Chi salverà Carige? Nessuno. Diventerà dello Stato. Sarà nazionalizzata. Sino a due giorni fa la «ricapitalizzazione precauzionale», l’ingresso delle Stato a vele spiegate nell’istituto genovese, era dipinta come un’opzione remota. Da ieri auspicata a pieni polmoni da Di Maio – «Non sarà un salvataggio ma una nazionalizzazione» -, e con toni appena più sommessi dalla Lega, da Salvini ma anche dal freddo Giorgetti.

«NAZIONALIZZAZIONE» è diventata la parola magica, e proprio di magia è il caso di parlare perché quella formula dovrebbe certificare la differenza tra l’intervento del governo del cambiamento e quelli dei reprobi che lo hanno preceduto. «Se lo Stato mette soldi, anche un euro, in una banca, quella banca diventa dello Stato», tuona Di Maio. «Se ci saranno utili ci guadagnerà lo Stato», conferma a voce più bassa Salvini mentre Giorgetti si limita a enunciare l’ovvio: «La nazionalizzazione è una delle eventualità previste dal decreto.

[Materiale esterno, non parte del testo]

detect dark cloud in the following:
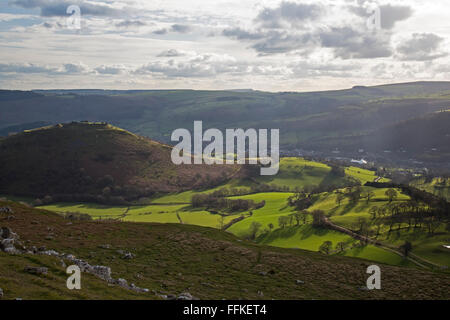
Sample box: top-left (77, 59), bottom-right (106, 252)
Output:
top-left (348, 4), bottom-right (413, 30)
top-left (116, 20), bottom-right (147, 28)
top-left (0, 63), bottom-right (89, 75)
top-left (0, 63), bottom-right (58, 73)
top-left (223, 27), bottom-right (393, 59)
top-left (397, 33), bottom-right (447, 61)
top-left (94, 65), bottom-right (125, 75)
top-left (222, 28), bottom-right (266, 40)
top-left (152, 28), bottom-right (169, 35)
top-left (157, 49), bottom-right (185, 57)
top-left (318, 27), bottom-right (393, 59)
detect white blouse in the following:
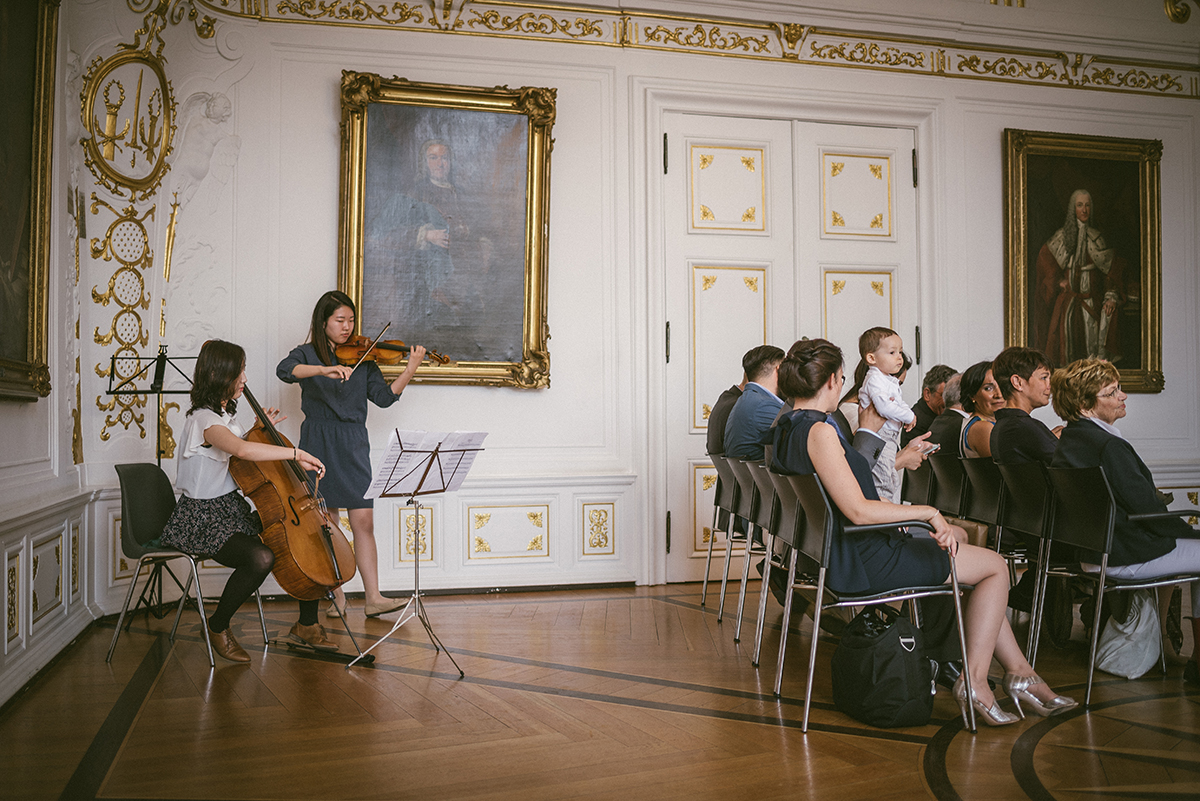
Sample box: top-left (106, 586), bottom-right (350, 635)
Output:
top-left (175, 409), bottom-right (245, 499)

Ci sarà se nessun privato mette i soldi».

I TONI DIVERSI REGISTRANO due esigenze e due strategie differenti. Giorgetti sa perfettamente che, anche con lo Stato pronto a garantire i bond e ad accollarsi i crediti deteriorati grazie allo strumento ideato da Gentiloni e Padoan per Mps, non ci sarà ricapitalizzazione da parte degli azionisti, ancora attestati sulla linea del 22 dicembre, quella che ha reso inevitabile il commissariamento. Ma soprattutto è molto difficile che spunti un acquirente disposto a scommettere su una carta, anzi su una banca, così azzardata. A quel punto l’ingresso dello Stato, ancora sul modello Mps, sarà inevitabile.

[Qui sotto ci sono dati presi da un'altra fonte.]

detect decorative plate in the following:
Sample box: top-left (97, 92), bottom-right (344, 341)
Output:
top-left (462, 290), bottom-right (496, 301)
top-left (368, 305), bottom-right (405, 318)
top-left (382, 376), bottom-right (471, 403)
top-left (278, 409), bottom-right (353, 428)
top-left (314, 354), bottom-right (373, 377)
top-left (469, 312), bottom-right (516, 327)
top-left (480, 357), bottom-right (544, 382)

Ma la medesima parola, sulle labbra del capo dei 5S, acquista un senso diverso. E’ il cuore dello scudo retorico con il quale Di Maio spera di fronteggiare la furia non solo dei suoi elettori, ma anche degli ufficiali e degli stessi parlamentari a 5 stelle. La razionalità c’entra sino a un certo punto. Per i 5S «salvare una banca», ancorché inevitabile come in questo caso, significa violare uno dei tabù più ferrei, ingoiare il boccone più indigeribile. «Nazionalizzare», invece, fa tutto un altro effetto. Tanto più che Di Maio accompagna l’auspicio con una raffica di richieste che denotano in realtà una punta d’isteria. Chiede la pubblicazione dei nomi di tutti i debitori, una punizione esemplare per gli ex ad di Carige, la convocazione di una nuova commissione d’inchiesta sulle banche, ma di fatto su Bankitalia, presieduta dal 5S Paragone.

IL FUOCO DI SBARRAMENTO è ad alzo zero. Bisogna dimostrare in qualche modo l’indimostrabile, e cioè che tra la strategia seguita dal governo «amico delle banche» per Mps e quella del «governo del popolo» per Carige la somiglianza è solo superficiale. Impresa ardua, essendo invece le due manovre praticamente identiche, come ha riconosciuto ieri di fatto lo stesso ministro dell’Economia Tria, sottolineando che «neppure quello di Mps fu un salvataggio». Sulla nazionalizzazione come panacea il ministro, come del resto i tre commissari che in febbraio presenteranno il loro piano e il governatore della Liguria Toti, è molto più tiepido. Tria è convinto che la via maestra passi per un intervento dei privati. Sa benissimo, infatti, che per le casse dello Stato la nazionalizzazione sarebbe un onere pesantissimo e che potrebbe rivelarsi anche più pesante quando arriveranno, sempre in febbraio, gli esiti dell’ispezione dei commissari Bce e quindi la cura indicata da Eurotower, che potrebbe rivelarsi da cavallo. Dunque Tria preme per una «soluzione di mercato che sarebbe molto preferibile», sottolinea che la nazionalizzazione sarebbe un passaggio solo temporaneo e una scelta «che passa attraverso la Bce e la Commissione Ue». Insomma, un ginepraio nel quale sarebbe infinitamente meglio non addentrarsi, sia dal punto di vista economico che da quello politico. Eppure quell’opzione che, per motivi facciata, Di Maio si augura venga adottata potrebbe invece essere imposta dai fatti. Se oggi nessuno è disposto a spendere per salvare Carige è ben poco probabile che il quadro cambi nei prossimi tre mesi.